I, Tituba: Black Witch of Salem
- First edition
- Author: Maryse Condé
- Original title: Moi, Tituba, Sorcière... Noire de Salem
- Language: French
- Set in: Salem, Massachusetts
- Published: 1 January 1986
- Publisher: Mercure de France
- Published in English: 13 September 1992 University of Virginia Press
- Pages: 276 pp.
- Awards: French Grand Prix (1986)
- Preceded by: The Children of Segu
- Followed by: Tree of Life

= I, Tituba: Black Witch of Salem =

French novel by Maryse Condé

I, Tituba, Black Witch of Salem (Moi, Tituba, Sorcière... Noire de Salem) is a French novel by Maryse Condé published in 1986. It won the French Grand Prix award for women's literature.

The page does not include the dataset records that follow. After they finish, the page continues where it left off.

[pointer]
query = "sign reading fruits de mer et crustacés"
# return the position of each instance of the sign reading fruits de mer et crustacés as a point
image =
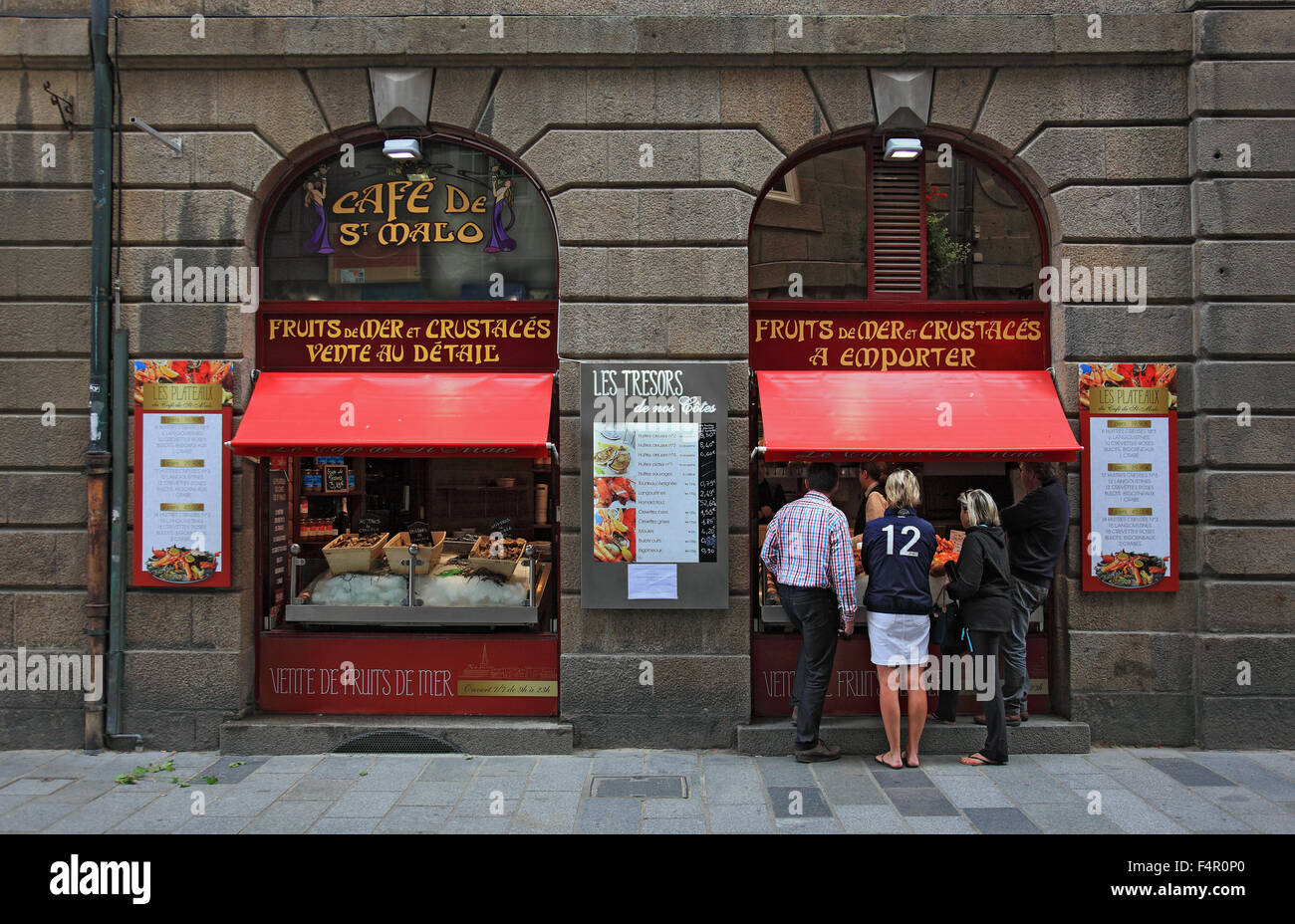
(788, 336)
(521, 336)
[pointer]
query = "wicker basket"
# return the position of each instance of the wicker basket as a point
(500, 566)
(428, 556)
(362, 560)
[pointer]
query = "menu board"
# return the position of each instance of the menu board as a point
(1128, 423)
(279, 543)
(652, 463)
(181, 473)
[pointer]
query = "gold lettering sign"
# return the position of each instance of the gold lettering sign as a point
(1128, 400)
(162, 396)
(508, 687)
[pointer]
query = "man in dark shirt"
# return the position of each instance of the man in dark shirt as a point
(771, 497)
(1036, 532)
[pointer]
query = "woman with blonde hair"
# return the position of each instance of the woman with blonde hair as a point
(898, 549)
(979, 579)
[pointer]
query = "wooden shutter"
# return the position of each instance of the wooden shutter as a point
(898, 228)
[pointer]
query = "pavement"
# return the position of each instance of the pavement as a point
(1106, 791)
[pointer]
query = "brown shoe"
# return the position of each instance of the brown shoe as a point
(819, 752)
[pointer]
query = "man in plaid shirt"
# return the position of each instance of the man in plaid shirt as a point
(807, 551)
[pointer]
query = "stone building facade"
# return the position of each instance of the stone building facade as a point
(1166, 142)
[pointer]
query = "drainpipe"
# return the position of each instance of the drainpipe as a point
(99, 458)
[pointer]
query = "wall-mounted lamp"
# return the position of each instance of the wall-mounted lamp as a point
(401, 149)
(903, 149)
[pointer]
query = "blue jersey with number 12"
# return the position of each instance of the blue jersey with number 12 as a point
(898, 552)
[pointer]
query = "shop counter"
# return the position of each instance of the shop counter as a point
(500, 615)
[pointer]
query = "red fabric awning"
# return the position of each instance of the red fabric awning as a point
(945, 414)
(397, 414)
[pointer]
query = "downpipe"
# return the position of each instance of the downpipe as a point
(99, 458)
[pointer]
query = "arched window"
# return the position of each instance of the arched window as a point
(845, 224)
(454, 224)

The novel was translated into English in 1992 by Richard Philcox and published under the title above, with the help of a translation grant from the National Endowment for the Humanities. The English translation includes a foreword by activist Angela Davis, who calls the book an "historical novel about the black witch of Salem". While related to the Salem witch trials, Condé's novel is a work of fiction.

==Plot==

In the novel Tituba is biracial, born on Barbados to a young enslaved African woman who was raped by an English sailor. Tituba's mother is hanged after defending herself from the sexual advances of her white enslaver. Tituba is run off the plantation and becomes a maroon, having no enslaver, but not able to connect to society. She grows up living with an old spiritual herbalist named Mama Yaya, and learning about traditional healing methods. She falls in love and marries an enslaved man, John Indian, willing to return to slavery on his behalf.

Shortly thereafter, Tituba and John Indian are sold to Samuel Parris, the Puritan clergyman known historically for bringing about the Salem Witch Trials. Parris takes Tituba and John Indian to Boston, then to Salem Village, where Tituba is accused of witchcraft and arrested. Tituba is thrown into a cell with a pregnant Hester Prynne, the heroine from Nathaniel Hawthorne's novel The Scarlet Letter.

Tituba survives the trials by confessing, and is sold as a servant to a Jewish merchant, Benjamin Cohen d'Azevedo. She cares for Benjamin and his nine children until the Puritans set fire to the house, killing all the children. He decides to set her free, and sends her back to Barbados.

Tituba initially stays with a group of maroons, sleeping with their leader, Christopher, who dreams of immortality. She returns to the shack where she had lived with Mama Yaya, and works as a healing herbalist for the enslaved people in the area. The enslaved people bring her a young man, Iphigene, who they thought would die, but Tituba nurses him back to health. He plans a revolt against the plantation owners. The night before the revolt, the couple are arrested. They and his followers are hanged. Tituba and Iphigene join the spirit realm, inciting future revolts whenever possible.

==Reception==
The novel won the French Grand Prix award for women's literature in 1986.

Literary scholar Jane Moss described it as a "broader indictment of U.S. society" than The Crucible that was "enormously popular among U.S. feminists, multiculturalists, and francophone studies scholars because it fulfills the desire for first-person narrative by a strong Third World woman and it startles us with its version of an episode in our history". Although the foreword describes I, Tituba, Black Witch of Salem as a "historical novel," the afterword of the translated novel, written by Ann Armstrong Scarboro, details an interview with Condé stating that I, Tituba is "not a historical novel. . .just the opposite".

When it was published in English, it received excellent reviews. The Boston Sunday Globe said: "Stunning...Maryse Condé's imaginative subversion of historical records forms a critique of contemporary American society and its ingrained racism and sexism."

It also has been analyzed in literary academic journals and frequently assigned as mandatory reading in college English classes. Scholars like Zubeda Jalalzai, a professor of English at Rhode Island College, have compared the fictional extension of Tituba's character with the historical accounts accumulated from the 1692 Salem Witch Trials. They note that the novel blurs the line between the historical records from that time and Conde's added creation of events. Jalalzai names Condé as a "postmodern briocleur" that uses portions of the historical record to frame her new extensions for the text, demonstrating how fiction and history coincide to form an interdependent relationship to enhance the themes of the novel. The limited historical accounts of her confession imply strategic manipulation from Tituba as a matter of survival, which the novel uses for the imaginative narrative to frame Tituba as a figure of empowerment as she navigates the Puritan society in which she is ultimately the victim.

The novel has been criticized for using a fictional narrative to rewrite the story of the real-life Tituba. It has further been criticized for transforming Tituba's identity as an Amerindian woman from Barbados into that of an African slave woman, a criticism shared of other writing detailing Tituba's story, including William Carlos Williams' play Tituba's Children as well as Arthur Miller's The Crucible.

It has been suggested that the title I, Tituba is an echo of the testimonial autobiography of Rigoberta Menchú titled I, Rigoberta Menchú.